Positive performance for all Superfund funds in 2008

After two successful months, the Superfund trading systems posted a slight loss in April. Nevertheless, strong results from the start of 2008 confirmed a positive outlook for Superfund investors.

By the end of April, the Superfund funds returned an annual performance, from January 2008, of +9.9% (Superfund A EUR SICAV), +14.6% (Superfund B EUR SICAV) and 17.2% (Superfund C EUR SICAV). The new Superfund Gold Funds out-performed the underlying strategies with the Superfund Gold A USD SICAV returning a satisfying 13.17% for Superfund investors (Jan - April 2008).

Resurgent stock markets, rising commodity prices and a gold price of $850 per ounce.

World stock indices rebounded in April as the aggressive Fed action of March appeared to provide a short term respite from credit crisis turmoil. Asian indices led the way again with Japan, China, and the Hang Seng posting significant gains. U.S. stocks found support from another rate cut and solid technology earnings, while European economic data held steady, leading to solid returns. World bond and money markets continued to move lower as inflation readings rose with energy prices.

U.S. rate cut expectations declined as the Fed signaled its desire to await the results of previous policy moves. The Dollar moved lower throughout most of the month before reversing ground to finish slightly higher on the less aggressive rate cut expectations. Australia, Brazil and Canada reasserted themselves with the continued benefit of elevated commodity markets. World energy markets moved to all time highs once again amid rising violence in Nigeria and tightening profit margins in distillates. Gold and silver sold off during the latter half of April as a result of changing rate cut expectations in the U.S. and a recovery in equities. Corn rallied on diminishing acreage expectations, while wheat continued to lose ground due to rising planting estimates. Hogs rose amid rising exports to China and Russia.

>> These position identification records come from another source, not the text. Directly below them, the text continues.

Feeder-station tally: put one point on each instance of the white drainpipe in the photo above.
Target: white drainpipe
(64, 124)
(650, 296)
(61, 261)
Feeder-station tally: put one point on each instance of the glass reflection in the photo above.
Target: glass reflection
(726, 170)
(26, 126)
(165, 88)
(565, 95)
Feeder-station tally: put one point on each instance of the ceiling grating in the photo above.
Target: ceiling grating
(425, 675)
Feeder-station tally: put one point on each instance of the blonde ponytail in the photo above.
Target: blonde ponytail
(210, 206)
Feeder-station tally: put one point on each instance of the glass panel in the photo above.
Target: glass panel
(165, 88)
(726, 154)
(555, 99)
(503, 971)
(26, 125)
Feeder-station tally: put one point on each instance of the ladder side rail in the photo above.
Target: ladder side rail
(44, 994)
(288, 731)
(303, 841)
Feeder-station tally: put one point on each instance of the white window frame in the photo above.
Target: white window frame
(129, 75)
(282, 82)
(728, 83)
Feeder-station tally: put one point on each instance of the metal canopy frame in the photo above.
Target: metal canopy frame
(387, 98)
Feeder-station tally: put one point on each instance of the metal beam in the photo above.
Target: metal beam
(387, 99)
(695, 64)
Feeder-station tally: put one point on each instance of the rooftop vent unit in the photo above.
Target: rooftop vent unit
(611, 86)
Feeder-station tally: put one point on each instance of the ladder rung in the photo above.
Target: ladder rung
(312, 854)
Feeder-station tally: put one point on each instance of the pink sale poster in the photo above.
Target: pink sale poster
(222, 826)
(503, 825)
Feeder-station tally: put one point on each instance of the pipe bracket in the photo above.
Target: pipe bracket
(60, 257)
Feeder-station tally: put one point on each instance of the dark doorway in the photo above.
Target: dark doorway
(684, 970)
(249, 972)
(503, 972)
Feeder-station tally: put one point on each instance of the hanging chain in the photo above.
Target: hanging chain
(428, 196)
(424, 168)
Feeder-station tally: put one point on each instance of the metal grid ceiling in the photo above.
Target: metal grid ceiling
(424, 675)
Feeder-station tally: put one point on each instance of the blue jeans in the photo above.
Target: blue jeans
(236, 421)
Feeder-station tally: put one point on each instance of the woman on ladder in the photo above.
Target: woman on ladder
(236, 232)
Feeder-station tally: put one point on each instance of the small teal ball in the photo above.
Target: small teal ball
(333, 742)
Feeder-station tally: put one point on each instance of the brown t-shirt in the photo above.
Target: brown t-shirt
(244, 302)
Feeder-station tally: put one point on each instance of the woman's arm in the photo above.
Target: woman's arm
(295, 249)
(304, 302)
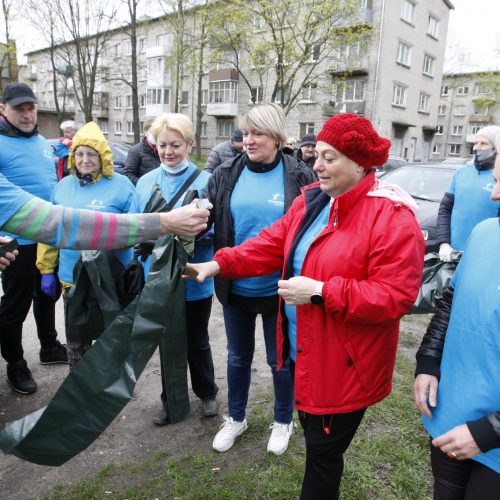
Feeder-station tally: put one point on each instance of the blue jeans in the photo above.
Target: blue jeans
(240, 332)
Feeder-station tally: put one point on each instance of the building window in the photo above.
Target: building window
(162, 40)
(428, 68)
(351, 91)
(223, 92)
(308, 93)
(482, 88)
(474, 128)
(433, 27)
(407, 9)
(256, 94)
(204, 129)
(404, 54)
(399, 95)
(225, 128)
(158, 96)
(306, 128)
(103, 125)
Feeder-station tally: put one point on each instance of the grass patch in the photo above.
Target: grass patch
(388, 459)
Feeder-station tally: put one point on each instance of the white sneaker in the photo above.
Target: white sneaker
(278, 442)
(228, 433)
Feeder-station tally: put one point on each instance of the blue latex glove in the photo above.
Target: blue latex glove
(49, 285)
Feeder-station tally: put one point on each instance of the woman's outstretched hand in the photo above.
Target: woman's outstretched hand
(200, 272)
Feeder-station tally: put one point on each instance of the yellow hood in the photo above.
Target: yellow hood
(91, 135)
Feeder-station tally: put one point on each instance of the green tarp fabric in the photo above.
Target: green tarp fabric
(102, 383)
(436, 278)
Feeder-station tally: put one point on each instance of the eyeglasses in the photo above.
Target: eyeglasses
(91, 155)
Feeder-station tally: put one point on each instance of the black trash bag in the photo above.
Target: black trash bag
(103, 381)
(435, 279)
(97, 296)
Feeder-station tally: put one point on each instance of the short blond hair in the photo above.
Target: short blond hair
(173, 121)
(266, 118)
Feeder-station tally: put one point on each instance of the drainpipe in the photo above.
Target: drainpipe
(377, 70)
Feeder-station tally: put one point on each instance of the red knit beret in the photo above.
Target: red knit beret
(354, 136)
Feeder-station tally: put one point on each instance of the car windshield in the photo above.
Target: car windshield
(422, 183)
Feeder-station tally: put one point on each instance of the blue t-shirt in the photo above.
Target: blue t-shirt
(12, 198)
(472, 190)
(303, 246)
(469, 387)
(203, 250)
(257, 201)
(27, 162)
(107, 195)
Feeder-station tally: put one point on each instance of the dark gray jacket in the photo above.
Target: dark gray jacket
(220, 153)
(220, 188)
(141, 159)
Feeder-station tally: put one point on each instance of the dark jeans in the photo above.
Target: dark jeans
(199, 353)
(240, 332)
(462, 479)
(21, 287)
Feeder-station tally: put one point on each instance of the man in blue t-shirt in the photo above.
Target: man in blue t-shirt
(26, 161)
(467, 200)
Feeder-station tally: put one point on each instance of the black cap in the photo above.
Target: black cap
(308, 139)
(237, 135)
(18, 93)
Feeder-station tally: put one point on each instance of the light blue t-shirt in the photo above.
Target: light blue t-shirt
(469, 387)
(170, 184)
(472, 190)
(257, 201)
(27, 162)
(301, 250)
(107, 195)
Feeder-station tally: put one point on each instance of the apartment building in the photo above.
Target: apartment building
(394, 79)
(468, 102)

Gold futures rose in the first half  of April, as on-going dollar weakness and rising global inflation fuelled recovery from month-end lows in March.  On news of less aggressive rate cuts by the US Central Bank, gold listings fell again to end the month 6.1% down. By close of month, the combined strengthening dollar and resurgent stock markets encouraged investors to sell off the precious metal which consequently returned to its former market high of $850/ounce.